How do you know if your credit score is up to par? There are several types of credit scores, but the most commonly used is the FICO (Fair Isaac Corporation) score. This score ranges from 300-850. According to Experian, “A score with a 700 or above is generally considered good. A score of 800 or above on the same range is considered to be excellent. Most credit scores fall between 600 and 750.” Now that you know the numbers, I trust you are eager to boost your FICO score. But first, realize you need to establish or repair your credit history before you see credit score improvement. Follow these steps to help you “slay your credit.”
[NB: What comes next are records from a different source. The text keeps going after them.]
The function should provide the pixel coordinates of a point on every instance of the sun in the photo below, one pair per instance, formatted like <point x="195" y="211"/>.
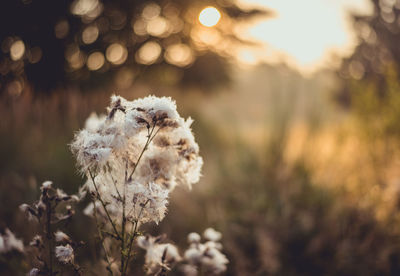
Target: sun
<point x="209" y="16"/>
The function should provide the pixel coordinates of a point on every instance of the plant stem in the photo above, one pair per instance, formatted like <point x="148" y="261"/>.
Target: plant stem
<point x="133" y="236"/>
<point x="49" y="234"/>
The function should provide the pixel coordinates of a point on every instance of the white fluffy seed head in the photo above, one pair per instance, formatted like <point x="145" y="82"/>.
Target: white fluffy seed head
<point x="212" y="235"/>
<point x="194" y="238"/>
<point x="110" y="146"/>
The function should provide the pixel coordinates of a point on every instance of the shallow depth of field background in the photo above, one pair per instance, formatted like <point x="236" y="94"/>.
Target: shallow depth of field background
<point x="296" y="109"/>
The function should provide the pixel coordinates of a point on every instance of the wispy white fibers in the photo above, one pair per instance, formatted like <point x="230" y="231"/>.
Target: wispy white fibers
<point x="136" y="155"/>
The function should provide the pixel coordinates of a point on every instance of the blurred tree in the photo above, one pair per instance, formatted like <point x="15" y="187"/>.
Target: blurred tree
<point x="379" y="37"/>
<point x="50" y="43"/>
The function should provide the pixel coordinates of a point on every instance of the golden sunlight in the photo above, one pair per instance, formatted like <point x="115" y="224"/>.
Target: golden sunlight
<point x="209" y="16"/>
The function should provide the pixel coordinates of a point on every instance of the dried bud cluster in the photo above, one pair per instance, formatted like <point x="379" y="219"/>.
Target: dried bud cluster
<point x="136" y="155"/>
<point x="48" y="211"/>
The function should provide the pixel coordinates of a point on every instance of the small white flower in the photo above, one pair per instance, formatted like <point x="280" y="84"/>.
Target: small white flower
<point x="158" y="255"/>
<point x="34" y="272"/>
<point x="46" y="185"/>
<point x="212" y="235"/>
<point x="8" y="242"/>
<point x="189" y="270"/>
<point x="36" y="241"/>
<point x="194" y="238"/>
<point x="28" y="210"/>
<point x="65" y="254"/>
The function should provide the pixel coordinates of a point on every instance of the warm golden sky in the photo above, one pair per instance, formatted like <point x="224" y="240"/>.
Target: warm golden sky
<point x="304" y="33"/>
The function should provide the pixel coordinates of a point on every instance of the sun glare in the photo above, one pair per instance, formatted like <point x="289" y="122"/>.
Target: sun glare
<point x="209" y="16"/>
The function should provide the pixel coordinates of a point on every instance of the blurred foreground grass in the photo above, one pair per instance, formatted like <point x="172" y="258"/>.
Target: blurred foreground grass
<point x="297" y="186"/>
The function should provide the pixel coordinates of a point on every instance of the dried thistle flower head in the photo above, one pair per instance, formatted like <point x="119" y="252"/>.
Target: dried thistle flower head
<point x="136" y="155"/>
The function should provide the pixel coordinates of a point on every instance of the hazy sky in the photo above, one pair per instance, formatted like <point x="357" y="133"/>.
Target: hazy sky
<point x="304" y="33"/>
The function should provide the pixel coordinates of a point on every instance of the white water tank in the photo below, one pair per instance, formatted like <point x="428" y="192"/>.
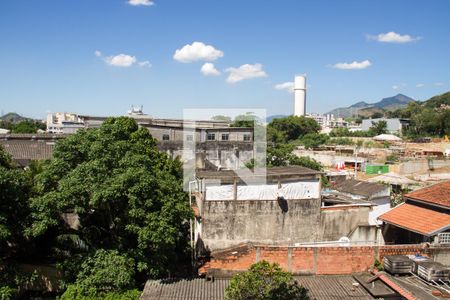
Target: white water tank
<point x="300" y="95"/>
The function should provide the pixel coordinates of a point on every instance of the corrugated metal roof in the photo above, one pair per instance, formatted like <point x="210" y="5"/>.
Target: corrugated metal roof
<point x="28" y="150"/>
<point x="269" y="172"/>
<point x="417" y="219"/>
<point x="320" y="288"/>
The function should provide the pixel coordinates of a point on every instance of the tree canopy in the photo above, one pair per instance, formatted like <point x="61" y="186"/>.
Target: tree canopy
<point x="265" y="281"/>
<point x="123" y="194"/>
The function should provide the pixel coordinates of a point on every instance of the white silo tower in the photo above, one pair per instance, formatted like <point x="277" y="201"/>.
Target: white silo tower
<point x="300" y="95"/>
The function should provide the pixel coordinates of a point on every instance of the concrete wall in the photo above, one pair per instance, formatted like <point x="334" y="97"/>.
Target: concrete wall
<point x="339" y="221"/>
<point x="229" y="223"/>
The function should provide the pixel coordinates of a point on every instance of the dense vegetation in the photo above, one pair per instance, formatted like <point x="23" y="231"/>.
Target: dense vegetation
<point x="109" y="209"/>
<point x="265" y="281"/>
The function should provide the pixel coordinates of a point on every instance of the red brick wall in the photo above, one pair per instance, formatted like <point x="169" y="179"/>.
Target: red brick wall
<point x="309" y="260"/>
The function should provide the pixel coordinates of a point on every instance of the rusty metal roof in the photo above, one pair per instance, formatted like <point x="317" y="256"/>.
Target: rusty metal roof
<point x="438" y="194"/>
<point x="23" y="151"/>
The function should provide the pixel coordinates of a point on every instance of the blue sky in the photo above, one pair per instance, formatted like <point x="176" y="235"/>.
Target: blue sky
<point x="48" y="58"/>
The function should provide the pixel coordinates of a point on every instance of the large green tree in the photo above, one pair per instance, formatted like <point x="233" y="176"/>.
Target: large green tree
<point x="125" y="194"/>
<point x="265" y="281"/>
<point x="292" y="127"/>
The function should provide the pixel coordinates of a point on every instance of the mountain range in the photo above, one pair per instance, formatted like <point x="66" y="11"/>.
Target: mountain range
<point x="363" y="108"/>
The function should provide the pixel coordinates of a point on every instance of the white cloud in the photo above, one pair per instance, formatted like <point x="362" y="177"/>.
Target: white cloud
<point x="121" y="60"/>
<point x="288" y="86"/>
<point x="144" y="63"/>
<point x="197" y="51"/>
<point x="208" y="69"/>
<point x="393" y="37"/>
<point x="141" y="2"/>
<point x="246" y="71"/>
<point x="353" y="65"/>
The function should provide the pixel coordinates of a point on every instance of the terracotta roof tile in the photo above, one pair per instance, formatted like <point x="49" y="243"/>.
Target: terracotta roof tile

1. Take advantage of your yearly free credit reports from the three credit agencies (Equifax, TransUnion, and Experian). Since each agency gives you one free report, it’s best to retrieve one every four months. Spacing it out that way would allow you to monitor your credit history for free. This is a necessity in the age of identity theft.
2. Keep credit card debt low and pay it off rather than moving it around.
3. Avoid delinquent accounts. Once they are turned over to collections they stay on your report for seven years.
4. Don’t close older credit cards just because you are not using them. When you close them, you are closing your positive credit history- thus lowering your score.
5. Just ask. Would you like a lower interest rate? A higher credit limit? A finance charge dropped? Call them and ask. It’s that simple.
Your credit history should be as flawless as you are. These steps will preserve a good credit score and help build those scores that are in “transition.”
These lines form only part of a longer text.